A Google software problem inadvertently exposed the names, addresses, email addresses and phone numbers used to register websites after people had chosen to keep the information private.
The privacy breach involves whois, a database that contains contact information for people who’ve bought domain names. For privacy reasons, people can elect to make information private, often by paying an extra fee.
Craig Williams, senior technical leader for Cisco’s Talos research group who discovered the issue, said the data will make it easier for cybercriminals to draft phishing emails that try to trick victims into divulging information or clicking on malicious links.
The cybercriminals are “going to have the right website name, the right name, the right address, the right phone number, the right email,” he said.
Cisco said in a blog post that some 282,867 domains were affected.
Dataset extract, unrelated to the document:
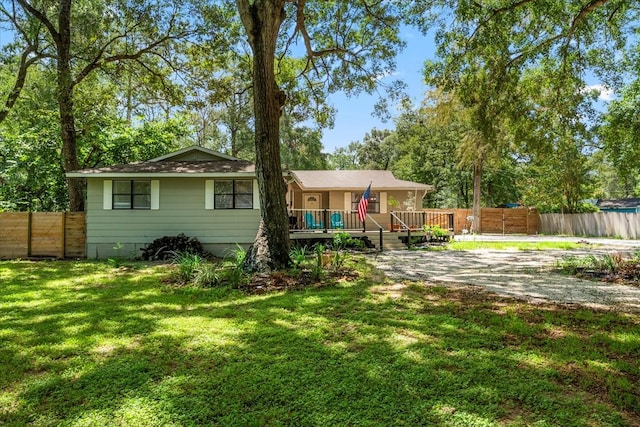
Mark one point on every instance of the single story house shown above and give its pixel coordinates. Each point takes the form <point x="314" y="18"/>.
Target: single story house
<point x="340" y="191"/>
<point x="629" y="205"/>
<point x="214" y="197"/>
Williams stumbled across the problem last month while doing research on domains associated with malware.
The privacy settings for domain names registered through the company eNom were being turned off right at the time when the domains were up for renewal, starting around mid-2013.
“I immediately knew that was really weird,” Williams said. “Nearly everyone these days is very careful about their presence online.”
Google partners with registrars including eNom to let people register domain names. Williams contacted Google, and in about six days the privacy settings had been restored. In a notice, Google blamed a “software defect.” A Google software problem inadvertently exposed the names, addresses, email addresses and phone numbers used to register websites after people had chosen to keep the information private.
The damage will be long lasting, even if the privacy protections are now back in place. Changes to whois records are immediately recorded by many people and organizations, including security companies.
“A lot of people track this information historically quietly,” Williams said.
There may be a small upside to the leak, particularly for computer security researchers.
Although well-intended, whois information is often useless since it’s either set to private or is simply fake. Cybercriminals will often buy domains using other people’s credit cards and personal information or enter bogus information.
But even the entry of fake information can help track malware campaigns. Williams said fraudsters will often get lazy and reuse the same bogus details, which can still be helpful if it is consistent.
“There are legitimate reasons to track whois information,” he said.